It’s just under a year since the EU’s General Data Protection Regulation (GDPR) came into effect, raising the data protection bar for publishers and the online advertising industry that supports them. Quantcast, like many of our peers in the industry, has been working hard to embed compliance for GDPR and other data protection laws into our business and the products and services we offer. We believe GDPR is an important step in reestablishing trust between consumers and the organizations they interact with online.
As a business focused on helping brands and publishers understand and reach online audiences with relevant content and advertising, we rely on that trust and seek to reinforce it when developing new products and services. Privacy-by-design has been a core part of Quantcast’s decision making principles since the day the company was founded. They’ve helped us adapt to the evolving data privacy landscape over the past 12 years as well as leading us to play a central role in helping the industry adapt. GDPR is no exception.
Following the recent announcement by the Irish Data Protection Commission (DPC) of a statutory inquiry into Quantcast relating to GDPR, which follows the announcement of similar inquiries into a wide range of technology companies, I wanted to address a few important points that help illustrate our stance when it comes to data privacy.
Over the long term, the easiest way to ensure a business or product can adapt to changing attitudes toward data privacy is to build in a way that anticipates these shifts. That’s why we made the decision when Quantcast was founded not to seek or use the most sensitive types of personal data, including names and contact information. We don’t need that information in order to be able to provide the services we offer our clients, so we don’t ask for it.
Instead, we made a bet that machine learning could use so called ‘pseudonymous’ information – like random user IDs – to make accurate predictions. Today these predictions include the interests of website visitors and whether certain audiences are more or less likely to buy a product or service, and determines whether or not we deliver an ad for a client.

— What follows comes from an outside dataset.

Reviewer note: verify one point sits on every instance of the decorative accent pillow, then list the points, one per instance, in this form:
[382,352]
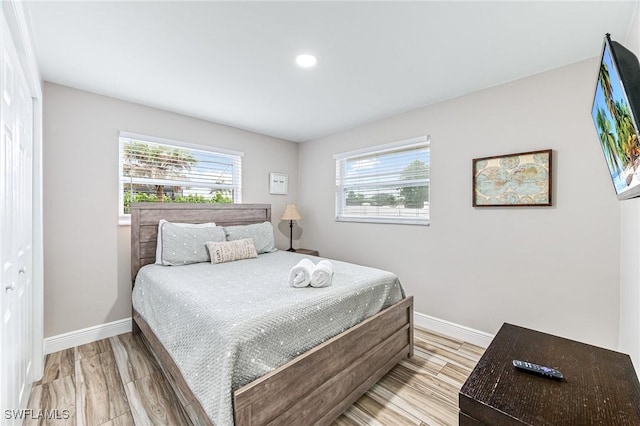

The result is more relevant and useful advertising for consumers, more efficient use of marketing budgets and more advertising revenue for publishers. This enables those publishers to offer free content and services for their users.
This bet on machine learning has proven to be a good one for our clients. It’s made it unnecessary for us to acquire lots of personal data about individuals, unlike companies with business models that are reliant on knowing everything about a consumer. Instead, we create statistical models, based solely on that pseudonymous information to make accurate, data-driven predictions. We think that strategy has been in the best interests of internet users at large, and therefore the brands and publishers we work with, helping them grow their businesses without crossing important lines on data privacy.
Taking a proactive approach
In the lead up to the implementation of GDPR, a cross section of our teams worked closely with the IAB Europe and our industry peers to develop a way for all organizations – publishers, advertisers and technology companies – to comply with the new law. The result of that effort is the IAB Europe’s Transparency and Consent Framework, an open source and free platform on which companies like Quantcast can build tools to help individuals manage their consent online.
We developed a simple solution for publishers and marketers – called Quantcast Choice – that we make available for free and that has today been deployed by more than 25,000 websites worldwide to help them understand and manage consent when it comes to setting cookies. Anyone using the internet in the EU in the past 12 months who has seen a pop-up that says ‘Powered by Quantcast’ has engaged with Quantcast Choice.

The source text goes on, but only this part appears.